MANAMA, Bahrain-- Police fired tear gas to disperse thousands of Shi'ite Muslims demonstrating in Bahrain yesterday, but the angry crowd broke through the police blockade and continued its march to protest fighting between US forces and Iraqis in the holy cities of Karbala and Najaf.
Thousands of demonstrators dressed in white shrouds -- a symbol of their readiness to die -- also filled the streets in Lebanon, while about 200 people gathered outside the British Embassy in Iran to protest the actions of the US-led coalition in Iraq.
Bahrain's king, Hamad bin Isa al-Khalifa, sacked his interior minister and replaced him with a member of the royal family after the police attacked on the demonstrators, Reuters reported, quoting official state media.
Shi'ite Muslim communities in Lebanon, Iran, and Bahrain have been outraged by continued fighting in Karbala and Najaf, which are home to shrines that are among the most sacred in Shia Islam. In Bahrain, where Shi'ites are a slight majority, more than 4,000 protesters, mostly men, chanted "Death to America!" as they marched in the capital of Manama. One group carried a banner reading: "Our shrines are our lives. Leave them alone!"
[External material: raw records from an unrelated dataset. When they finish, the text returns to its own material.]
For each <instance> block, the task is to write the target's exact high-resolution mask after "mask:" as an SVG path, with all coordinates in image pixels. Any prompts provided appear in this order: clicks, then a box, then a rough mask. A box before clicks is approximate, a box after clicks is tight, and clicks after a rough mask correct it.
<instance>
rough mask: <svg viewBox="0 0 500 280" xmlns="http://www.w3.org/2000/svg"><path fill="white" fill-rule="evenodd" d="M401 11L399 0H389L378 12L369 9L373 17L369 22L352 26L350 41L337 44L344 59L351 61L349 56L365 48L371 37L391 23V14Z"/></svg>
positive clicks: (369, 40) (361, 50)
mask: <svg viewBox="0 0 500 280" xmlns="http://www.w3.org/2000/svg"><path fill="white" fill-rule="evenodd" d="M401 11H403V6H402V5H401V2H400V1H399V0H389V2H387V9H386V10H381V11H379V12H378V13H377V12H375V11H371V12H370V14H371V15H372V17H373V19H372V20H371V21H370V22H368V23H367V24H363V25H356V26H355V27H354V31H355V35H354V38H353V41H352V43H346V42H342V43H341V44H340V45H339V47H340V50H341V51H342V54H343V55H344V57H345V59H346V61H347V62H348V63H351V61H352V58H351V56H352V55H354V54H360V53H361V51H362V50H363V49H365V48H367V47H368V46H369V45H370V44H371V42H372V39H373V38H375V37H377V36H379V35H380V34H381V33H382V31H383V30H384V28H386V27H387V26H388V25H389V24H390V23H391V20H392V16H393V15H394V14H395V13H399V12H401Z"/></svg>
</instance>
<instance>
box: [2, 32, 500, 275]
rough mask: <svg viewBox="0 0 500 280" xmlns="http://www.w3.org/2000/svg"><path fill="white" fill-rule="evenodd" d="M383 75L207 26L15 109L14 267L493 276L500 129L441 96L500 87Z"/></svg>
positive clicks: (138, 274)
The nearly 2-mile march had been approved by security authorities, but police tried to stop the demonstrators halfway through. When the crowd became unruly, police fired tear gas, but many protesters continued the march anyway. Some turned over an empty police car and set it on fire. At least five people were treated for tear gas inhalation, ambulance workers said. It was not clear why police tried to prevent the march from continuing.